The Royal Swedish Academy of Sciences has awarded the 2007 Nobel Prize in physics to France’s Albert Fert and Germany’s Peter Grünberg for their research into giant magnetoresistance&mdashGMR—which enables greater amounts of data to be packed into ever-smaller areas.
The two scientists discovered the phenomena independently of each other; they also shared the 2007 Japan Prize for their research.

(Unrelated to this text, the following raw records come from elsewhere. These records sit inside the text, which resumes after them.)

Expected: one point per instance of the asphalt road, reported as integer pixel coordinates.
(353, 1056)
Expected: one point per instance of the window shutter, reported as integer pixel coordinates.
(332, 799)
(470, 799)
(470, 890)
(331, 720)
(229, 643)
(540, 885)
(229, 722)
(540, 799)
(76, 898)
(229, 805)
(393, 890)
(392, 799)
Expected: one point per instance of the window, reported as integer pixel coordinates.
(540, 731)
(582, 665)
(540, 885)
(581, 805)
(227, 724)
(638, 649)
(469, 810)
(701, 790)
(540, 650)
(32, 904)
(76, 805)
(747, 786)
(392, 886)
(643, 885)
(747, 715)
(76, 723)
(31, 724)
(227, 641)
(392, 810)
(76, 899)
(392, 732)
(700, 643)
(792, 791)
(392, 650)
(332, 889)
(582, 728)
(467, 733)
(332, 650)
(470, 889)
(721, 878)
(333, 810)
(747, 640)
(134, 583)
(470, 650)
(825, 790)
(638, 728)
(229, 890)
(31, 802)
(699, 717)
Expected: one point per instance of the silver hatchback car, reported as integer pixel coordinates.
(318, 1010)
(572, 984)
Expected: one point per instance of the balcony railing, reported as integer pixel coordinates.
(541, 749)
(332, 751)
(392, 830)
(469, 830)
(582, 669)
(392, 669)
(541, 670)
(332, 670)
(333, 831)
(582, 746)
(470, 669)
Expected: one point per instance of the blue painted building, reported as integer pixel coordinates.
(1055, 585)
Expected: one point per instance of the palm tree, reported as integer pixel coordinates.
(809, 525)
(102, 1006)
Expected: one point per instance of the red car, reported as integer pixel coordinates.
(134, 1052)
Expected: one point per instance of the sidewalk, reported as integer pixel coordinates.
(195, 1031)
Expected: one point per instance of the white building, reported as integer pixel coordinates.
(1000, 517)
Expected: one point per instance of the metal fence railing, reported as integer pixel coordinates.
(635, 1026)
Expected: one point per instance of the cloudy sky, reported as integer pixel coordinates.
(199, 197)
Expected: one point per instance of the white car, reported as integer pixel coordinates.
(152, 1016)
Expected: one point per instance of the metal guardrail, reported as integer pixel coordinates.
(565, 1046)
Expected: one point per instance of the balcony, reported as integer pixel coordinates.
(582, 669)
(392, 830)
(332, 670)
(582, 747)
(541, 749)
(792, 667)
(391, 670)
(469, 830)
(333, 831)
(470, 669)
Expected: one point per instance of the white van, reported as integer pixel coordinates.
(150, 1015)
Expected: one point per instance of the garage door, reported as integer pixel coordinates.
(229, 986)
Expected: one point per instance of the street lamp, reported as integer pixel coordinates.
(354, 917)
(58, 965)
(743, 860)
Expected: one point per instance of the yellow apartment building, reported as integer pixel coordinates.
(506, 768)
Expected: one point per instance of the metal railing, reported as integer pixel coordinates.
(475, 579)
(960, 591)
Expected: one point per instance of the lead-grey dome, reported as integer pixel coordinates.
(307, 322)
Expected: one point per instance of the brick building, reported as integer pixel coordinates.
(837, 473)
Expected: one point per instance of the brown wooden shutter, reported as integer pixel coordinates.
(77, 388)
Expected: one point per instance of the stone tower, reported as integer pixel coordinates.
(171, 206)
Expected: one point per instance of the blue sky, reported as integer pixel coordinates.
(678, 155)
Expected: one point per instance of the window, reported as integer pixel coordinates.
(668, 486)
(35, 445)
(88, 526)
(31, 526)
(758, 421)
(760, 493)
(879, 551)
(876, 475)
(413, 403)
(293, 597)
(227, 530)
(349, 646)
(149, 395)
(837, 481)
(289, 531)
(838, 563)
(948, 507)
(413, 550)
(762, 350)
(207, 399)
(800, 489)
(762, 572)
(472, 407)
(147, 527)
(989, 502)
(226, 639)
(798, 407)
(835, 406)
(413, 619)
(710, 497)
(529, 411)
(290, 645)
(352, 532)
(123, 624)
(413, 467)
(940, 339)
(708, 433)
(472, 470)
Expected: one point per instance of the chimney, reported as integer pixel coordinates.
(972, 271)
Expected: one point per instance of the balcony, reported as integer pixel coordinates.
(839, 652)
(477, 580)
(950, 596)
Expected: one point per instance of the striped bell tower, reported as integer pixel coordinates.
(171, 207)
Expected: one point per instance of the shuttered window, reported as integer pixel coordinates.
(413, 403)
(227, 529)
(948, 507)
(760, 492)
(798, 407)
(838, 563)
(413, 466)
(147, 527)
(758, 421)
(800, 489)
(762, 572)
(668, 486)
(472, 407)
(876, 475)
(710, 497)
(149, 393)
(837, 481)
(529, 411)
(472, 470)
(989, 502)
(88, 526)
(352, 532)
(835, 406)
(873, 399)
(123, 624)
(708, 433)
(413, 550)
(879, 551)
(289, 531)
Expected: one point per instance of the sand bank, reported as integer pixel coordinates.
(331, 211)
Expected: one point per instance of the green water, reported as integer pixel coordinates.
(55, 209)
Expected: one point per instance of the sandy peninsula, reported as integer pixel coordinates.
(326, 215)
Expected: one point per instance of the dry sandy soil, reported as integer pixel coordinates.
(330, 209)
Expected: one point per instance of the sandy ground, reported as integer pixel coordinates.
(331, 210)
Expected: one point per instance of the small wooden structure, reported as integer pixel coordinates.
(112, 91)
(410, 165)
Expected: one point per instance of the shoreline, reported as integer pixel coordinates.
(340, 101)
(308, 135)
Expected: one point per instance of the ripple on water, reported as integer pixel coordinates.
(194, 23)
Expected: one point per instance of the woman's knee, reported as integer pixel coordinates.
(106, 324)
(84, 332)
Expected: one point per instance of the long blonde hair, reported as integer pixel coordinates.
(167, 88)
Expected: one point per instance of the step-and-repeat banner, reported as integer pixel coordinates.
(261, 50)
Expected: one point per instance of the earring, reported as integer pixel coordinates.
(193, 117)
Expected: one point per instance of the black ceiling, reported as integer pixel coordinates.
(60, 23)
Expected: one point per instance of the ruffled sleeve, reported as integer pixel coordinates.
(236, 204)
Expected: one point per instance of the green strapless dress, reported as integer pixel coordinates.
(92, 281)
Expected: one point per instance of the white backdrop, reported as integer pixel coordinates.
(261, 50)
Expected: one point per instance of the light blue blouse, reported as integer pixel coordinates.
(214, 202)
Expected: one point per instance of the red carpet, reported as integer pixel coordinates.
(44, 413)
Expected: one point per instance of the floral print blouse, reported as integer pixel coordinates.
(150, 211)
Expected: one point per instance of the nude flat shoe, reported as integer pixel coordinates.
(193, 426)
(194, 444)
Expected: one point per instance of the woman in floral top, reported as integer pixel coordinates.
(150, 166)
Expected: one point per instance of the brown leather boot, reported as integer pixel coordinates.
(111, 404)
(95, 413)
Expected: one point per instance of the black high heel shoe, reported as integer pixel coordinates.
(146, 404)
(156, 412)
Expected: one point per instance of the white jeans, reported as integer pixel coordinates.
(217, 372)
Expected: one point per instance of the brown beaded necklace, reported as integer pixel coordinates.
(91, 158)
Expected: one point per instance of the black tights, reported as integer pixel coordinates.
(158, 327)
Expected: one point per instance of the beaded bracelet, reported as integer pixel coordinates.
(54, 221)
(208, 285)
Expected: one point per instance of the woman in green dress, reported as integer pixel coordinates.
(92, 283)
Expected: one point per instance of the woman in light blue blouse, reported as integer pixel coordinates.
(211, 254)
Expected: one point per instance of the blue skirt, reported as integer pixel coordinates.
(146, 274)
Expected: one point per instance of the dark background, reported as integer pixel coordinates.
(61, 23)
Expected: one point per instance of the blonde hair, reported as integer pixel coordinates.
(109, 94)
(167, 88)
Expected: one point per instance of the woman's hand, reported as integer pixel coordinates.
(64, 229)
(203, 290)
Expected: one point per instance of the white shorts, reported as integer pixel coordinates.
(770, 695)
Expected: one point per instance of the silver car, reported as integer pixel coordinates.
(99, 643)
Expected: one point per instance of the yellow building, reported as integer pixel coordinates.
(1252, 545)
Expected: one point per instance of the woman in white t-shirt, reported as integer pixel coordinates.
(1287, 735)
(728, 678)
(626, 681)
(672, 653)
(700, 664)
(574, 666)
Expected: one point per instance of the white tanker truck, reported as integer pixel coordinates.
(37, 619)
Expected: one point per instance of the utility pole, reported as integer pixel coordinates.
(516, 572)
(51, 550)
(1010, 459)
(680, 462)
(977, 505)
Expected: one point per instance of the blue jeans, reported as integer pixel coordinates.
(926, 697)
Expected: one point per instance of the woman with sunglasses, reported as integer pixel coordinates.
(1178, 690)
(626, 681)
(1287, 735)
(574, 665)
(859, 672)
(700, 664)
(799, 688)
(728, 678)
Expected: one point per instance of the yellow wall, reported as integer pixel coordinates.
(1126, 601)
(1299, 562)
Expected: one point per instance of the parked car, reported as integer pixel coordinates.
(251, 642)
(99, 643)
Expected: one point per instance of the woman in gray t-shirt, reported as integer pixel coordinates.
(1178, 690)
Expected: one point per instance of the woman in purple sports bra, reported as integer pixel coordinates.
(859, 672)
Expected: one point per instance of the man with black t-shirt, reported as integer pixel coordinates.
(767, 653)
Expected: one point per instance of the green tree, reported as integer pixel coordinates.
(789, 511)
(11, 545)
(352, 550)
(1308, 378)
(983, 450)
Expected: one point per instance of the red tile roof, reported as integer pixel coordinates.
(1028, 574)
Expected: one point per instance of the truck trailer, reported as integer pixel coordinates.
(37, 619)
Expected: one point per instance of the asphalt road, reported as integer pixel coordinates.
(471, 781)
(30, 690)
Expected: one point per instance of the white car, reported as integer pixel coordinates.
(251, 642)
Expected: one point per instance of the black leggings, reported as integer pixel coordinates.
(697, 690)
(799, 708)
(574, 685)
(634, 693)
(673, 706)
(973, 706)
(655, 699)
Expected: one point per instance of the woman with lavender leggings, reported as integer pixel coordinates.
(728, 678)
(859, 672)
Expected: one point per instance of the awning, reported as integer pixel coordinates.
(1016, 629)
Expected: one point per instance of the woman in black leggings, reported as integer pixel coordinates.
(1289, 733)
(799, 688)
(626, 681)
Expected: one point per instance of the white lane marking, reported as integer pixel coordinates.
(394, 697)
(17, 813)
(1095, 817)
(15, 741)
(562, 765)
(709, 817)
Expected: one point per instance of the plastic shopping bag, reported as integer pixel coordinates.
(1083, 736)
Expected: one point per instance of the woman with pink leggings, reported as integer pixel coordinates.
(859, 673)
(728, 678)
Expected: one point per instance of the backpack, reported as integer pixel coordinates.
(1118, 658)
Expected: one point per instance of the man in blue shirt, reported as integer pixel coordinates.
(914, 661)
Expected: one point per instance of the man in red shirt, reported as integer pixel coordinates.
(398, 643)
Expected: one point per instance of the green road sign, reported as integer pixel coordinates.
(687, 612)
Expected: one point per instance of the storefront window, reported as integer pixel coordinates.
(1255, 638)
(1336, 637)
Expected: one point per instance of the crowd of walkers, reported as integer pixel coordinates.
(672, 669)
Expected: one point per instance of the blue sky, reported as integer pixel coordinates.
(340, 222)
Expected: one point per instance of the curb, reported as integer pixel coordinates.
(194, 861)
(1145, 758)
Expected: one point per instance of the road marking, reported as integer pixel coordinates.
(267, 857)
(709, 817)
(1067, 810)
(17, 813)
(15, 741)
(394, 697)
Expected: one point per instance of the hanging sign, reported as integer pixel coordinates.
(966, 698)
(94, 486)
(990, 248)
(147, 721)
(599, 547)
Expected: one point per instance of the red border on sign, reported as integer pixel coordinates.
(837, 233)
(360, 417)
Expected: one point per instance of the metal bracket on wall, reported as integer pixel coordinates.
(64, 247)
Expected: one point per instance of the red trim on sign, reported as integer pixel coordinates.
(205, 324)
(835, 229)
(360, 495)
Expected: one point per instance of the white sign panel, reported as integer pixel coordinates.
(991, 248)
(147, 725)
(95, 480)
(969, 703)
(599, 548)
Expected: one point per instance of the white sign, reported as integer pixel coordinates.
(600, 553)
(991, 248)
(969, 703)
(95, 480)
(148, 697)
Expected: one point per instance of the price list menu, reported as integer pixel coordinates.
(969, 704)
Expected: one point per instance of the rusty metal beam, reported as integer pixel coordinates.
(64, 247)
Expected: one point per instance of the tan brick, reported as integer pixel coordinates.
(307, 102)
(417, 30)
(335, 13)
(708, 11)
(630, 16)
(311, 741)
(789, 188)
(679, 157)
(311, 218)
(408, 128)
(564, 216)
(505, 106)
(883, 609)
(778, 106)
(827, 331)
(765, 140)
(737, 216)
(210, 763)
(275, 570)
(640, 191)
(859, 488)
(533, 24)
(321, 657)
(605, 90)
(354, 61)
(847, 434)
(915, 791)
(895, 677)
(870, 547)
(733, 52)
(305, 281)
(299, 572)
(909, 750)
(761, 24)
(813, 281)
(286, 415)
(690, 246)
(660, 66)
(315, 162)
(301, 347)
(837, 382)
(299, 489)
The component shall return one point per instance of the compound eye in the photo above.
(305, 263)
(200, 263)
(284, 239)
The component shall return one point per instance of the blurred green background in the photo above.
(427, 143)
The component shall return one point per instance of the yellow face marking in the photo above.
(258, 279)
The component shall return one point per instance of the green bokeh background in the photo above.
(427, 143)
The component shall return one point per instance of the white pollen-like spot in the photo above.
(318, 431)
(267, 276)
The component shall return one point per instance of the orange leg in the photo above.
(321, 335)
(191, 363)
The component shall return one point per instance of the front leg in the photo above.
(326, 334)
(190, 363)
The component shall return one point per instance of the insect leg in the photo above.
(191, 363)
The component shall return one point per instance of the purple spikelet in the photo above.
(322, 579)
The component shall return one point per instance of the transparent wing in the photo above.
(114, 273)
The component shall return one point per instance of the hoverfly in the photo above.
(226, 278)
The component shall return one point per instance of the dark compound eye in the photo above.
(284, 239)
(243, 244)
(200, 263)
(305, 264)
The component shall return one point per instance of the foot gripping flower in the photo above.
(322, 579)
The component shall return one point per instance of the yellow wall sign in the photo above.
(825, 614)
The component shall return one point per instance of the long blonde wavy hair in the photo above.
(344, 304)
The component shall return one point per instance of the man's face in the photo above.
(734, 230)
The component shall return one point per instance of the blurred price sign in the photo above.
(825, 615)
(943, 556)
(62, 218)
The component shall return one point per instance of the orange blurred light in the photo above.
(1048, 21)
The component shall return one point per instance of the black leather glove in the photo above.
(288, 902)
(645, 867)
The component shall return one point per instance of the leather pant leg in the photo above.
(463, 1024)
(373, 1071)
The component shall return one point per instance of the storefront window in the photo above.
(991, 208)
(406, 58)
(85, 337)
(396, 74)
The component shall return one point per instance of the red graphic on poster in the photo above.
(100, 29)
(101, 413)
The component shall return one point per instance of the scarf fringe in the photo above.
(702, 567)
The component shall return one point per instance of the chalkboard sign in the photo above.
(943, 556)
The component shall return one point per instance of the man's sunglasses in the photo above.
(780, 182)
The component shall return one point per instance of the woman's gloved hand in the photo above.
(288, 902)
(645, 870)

GMR works by producing a disproportionately large electrical response to a very small magnetic input. The phenomena emerges due to the “spin” of electrons in atoms: the electrons can be made to spin in different directions in different circumstances, producing differences in electrical resistance which, in turn, can be used to represent digital data. Fert and Grünberg discovered ways to exploit the GMR effect using nanometer-thin layers of magnetic and non-magnetic material are stacked together. The discovery was unexpected, but quickly applied to commercial applications like data storage, where it has enabled the production of ever-smaller (and ever-denser) hard drives: it’s no exaggeration to say the iPod—and notebook computers—wouldn’t exist without the efforts of Fert and Grünberg.
Fert and Grünberg independently discovered the GMR phenomena in 1988. By 1997, scientists were working on the first read-out heads for employing the technology in hard drives.
Fert and Grünberg will share a prize of 10 million Swedish krona (about $1.5 million U.S. dollars).